Let us assume the following functional dependencies for the second table:

RESPONDENT_ID -> RESPONDENT_SERIAL_ID, 58 other attributes that
define a respondent such as zip code, political party, employment and etc.
RESPONDENT_ID, RESPONDENT_TYPE -> RESPONDENT_CODE, CREATE_DATE,
UPDATE_DATE, CHECK_SUM - MD5, CURRENT_IND
RESPONDENT_TYPE, RESPONDENT_CODE -> RESPONDENT_DESC

Evaluating The First Respondent Table

Given the assumed functional dependencies, the first table is indeed in 1NF, and thus an R-Table, as it meets the rules laid out in the background. However, realize that you really must look at the data to really determine if those rules are being met. For example, we may assume that each column contains a single value, but upon inspection of the data find that some column has been populated with multiple values separated by commas or pipes. An even more insidious violation of normalization may be using the order of rows or columns to encode additional meaning, for example the arrival order of survey responses. For this example let us assume none of this to be the case and the table is normalized and thus an R-Table.

The R-Table is also in 2NF as there are no partial key dependencies. The T-Table is clearly not in 3NF, as there are transitive dependencies. Each of the 4 DESC columns functionally dependent on the CODE columns, which in turn functionally depend on the RESPONDENT_ID column.

Evaluating The Second Respondent Table

Given the assume functional dependencies, the second table is not in 3NF. It is not even normalized (in 1NF) and thus not an R-Table. The RESPONDENT_ID is claimed to be the PK but there is also a composite candidate key on the RESPONDENT_ID plus the RESPONDENT_TYPE. This is because there must now be multiple rows per respondent, each with a different type and that type's corresponding code. The 3NF violation with a transitive dependency between the RESPONDENT_ID and RESPONDENT_TYPE functionally determining RESPONDENT_CODE and then RESPONDENT_TYPE and RESPONDENT_CODE functionally determining RESPONDENT_DESC is still present.

Conclusion

Many designers often assume that taking a specific data element, such as a categorical domain for age, and breaking it into two data elements which are a name value pair is performing "normalization." It is not. It is instead choosing a more generalized vs. more specific design. Normalization is a scientific process with clear rules. An R-Table in BCNF clearly has less redundancy that one on 2NF. The BCNF R-Table is clearly better with respect to avoiding redundancy. Deciding between specialization vs. generalization however is not a scientific process. So how to know which is better? Well it depends on the situation. The advantage to generalization is that it is more flexible for future considerations only in that the data structure doesn't have to change when more data points are added, but comes at a cost of more complexity. The advantage to specialization is it is simpler and enables the DBMS to constraint the domain of each specific column, but it does require additional columns to be added when new data points are added. Personally I prefer to do things like Einstein said "as simple as possible but no simpler."
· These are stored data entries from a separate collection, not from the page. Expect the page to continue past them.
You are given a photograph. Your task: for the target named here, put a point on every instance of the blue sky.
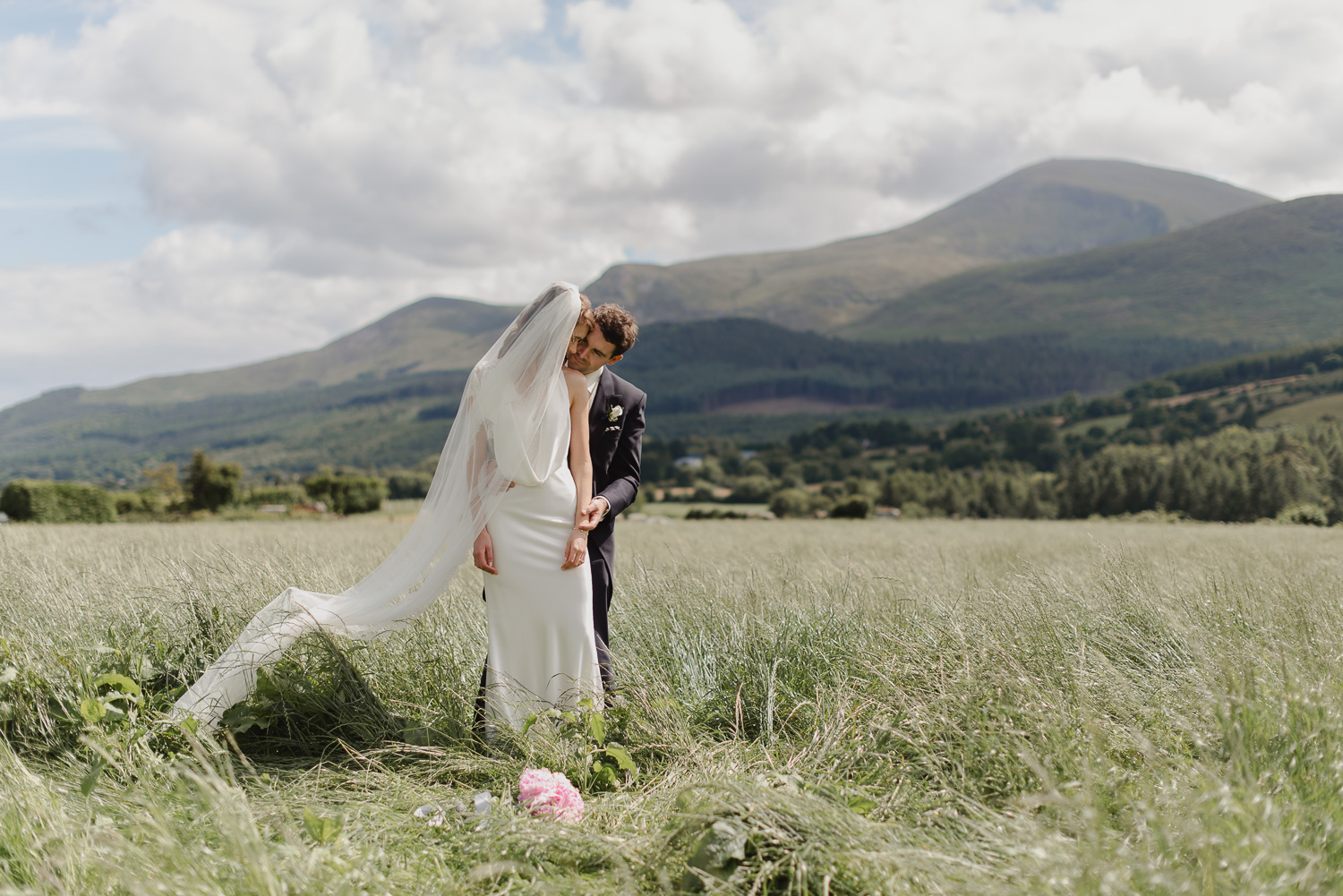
(188, 184)
(69, 191)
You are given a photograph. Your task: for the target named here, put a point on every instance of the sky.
(191, 184)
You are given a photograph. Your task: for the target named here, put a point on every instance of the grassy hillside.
(1273, 274)
(1052, 209)
(434, 333)
(706, 378)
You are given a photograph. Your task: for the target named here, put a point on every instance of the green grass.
(1305, 413)
(851, 707)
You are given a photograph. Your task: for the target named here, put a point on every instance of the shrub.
(46, 501)
(287, 495)
(853, 508)
(128, 501)
(346, 493)
(791, 503)
(754, 490)
(1303, 514)
(211, 485)
(408, 485)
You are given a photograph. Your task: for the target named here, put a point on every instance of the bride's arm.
(580, 464)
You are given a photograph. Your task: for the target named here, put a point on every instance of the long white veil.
(501, 434)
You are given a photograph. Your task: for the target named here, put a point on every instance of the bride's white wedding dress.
(512, 426)
(542, 644)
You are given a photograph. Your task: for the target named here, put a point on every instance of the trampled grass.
(822, 707)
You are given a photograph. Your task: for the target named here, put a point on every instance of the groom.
(615, 439)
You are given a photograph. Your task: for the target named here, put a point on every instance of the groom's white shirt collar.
(594, 378)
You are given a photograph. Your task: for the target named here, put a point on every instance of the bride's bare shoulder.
(574, 380)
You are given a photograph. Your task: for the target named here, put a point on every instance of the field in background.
(821, 707)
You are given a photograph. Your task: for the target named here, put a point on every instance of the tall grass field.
(808, 707)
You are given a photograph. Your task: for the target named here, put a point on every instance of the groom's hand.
(483, 552)
(593, 514)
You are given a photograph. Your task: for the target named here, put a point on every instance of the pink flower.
(550, 793)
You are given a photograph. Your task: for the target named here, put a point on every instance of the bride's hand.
(483, 552)
(575, 552)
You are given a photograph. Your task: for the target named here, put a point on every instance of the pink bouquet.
(550, 793)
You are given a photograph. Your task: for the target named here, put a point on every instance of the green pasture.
(1305, 413)
(813, 707)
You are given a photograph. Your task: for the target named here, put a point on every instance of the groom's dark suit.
(615, 440)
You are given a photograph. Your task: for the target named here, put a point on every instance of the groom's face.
(593, 352)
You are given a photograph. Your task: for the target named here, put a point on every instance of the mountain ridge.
(1275, 271)
(1049, 209)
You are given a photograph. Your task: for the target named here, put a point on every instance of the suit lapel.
(596, 414)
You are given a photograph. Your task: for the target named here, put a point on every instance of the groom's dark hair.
(618, 327)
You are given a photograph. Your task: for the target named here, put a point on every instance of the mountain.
(1270, 274)
(1050, 209)
(735, 375)
(435, 333)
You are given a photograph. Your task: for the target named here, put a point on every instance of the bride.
(518, 460)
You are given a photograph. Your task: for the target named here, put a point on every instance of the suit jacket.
(615, 440)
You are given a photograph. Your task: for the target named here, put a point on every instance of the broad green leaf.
(118, 683)
(622, 759)
(324, 831)
(596, 729)
(90, 781)
(604, 777)
(91, 710)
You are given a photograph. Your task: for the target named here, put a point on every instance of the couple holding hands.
(543, 456)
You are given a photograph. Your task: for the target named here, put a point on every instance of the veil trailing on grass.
(500, 435)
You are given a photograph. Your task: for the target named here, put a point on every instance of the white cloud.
(328, 160)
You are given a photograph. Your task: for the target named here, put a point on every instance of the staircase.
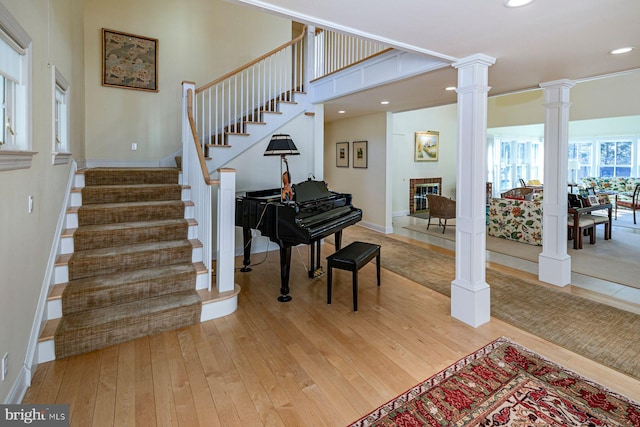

With respect to the two tables you've presented, I prefer the first design (over a corrected second design) but again not because it is more or less normalized. It is simply more clear what is being represented. The only change from a normalization perspective I would make would be to place each CODE --> DESC combination into its on R-Table so as to achieve full normalization. If you want to be sure to avoid the anomalies associated with R-Tables that are less than fully normalized you must ensure full normalization.

References

A good primer on normalization (and on data management fundamentals in general) is Fabian Pascal's Practical Database Foundation Series. Paper number one describes business modeling (where dependencies are determined) and paper number two which describes normalization. Chris Date's Database Design and Relational Theory provides an in-depth look at normalization along with orthogonality with respect to reducing redundancy in logical database designs.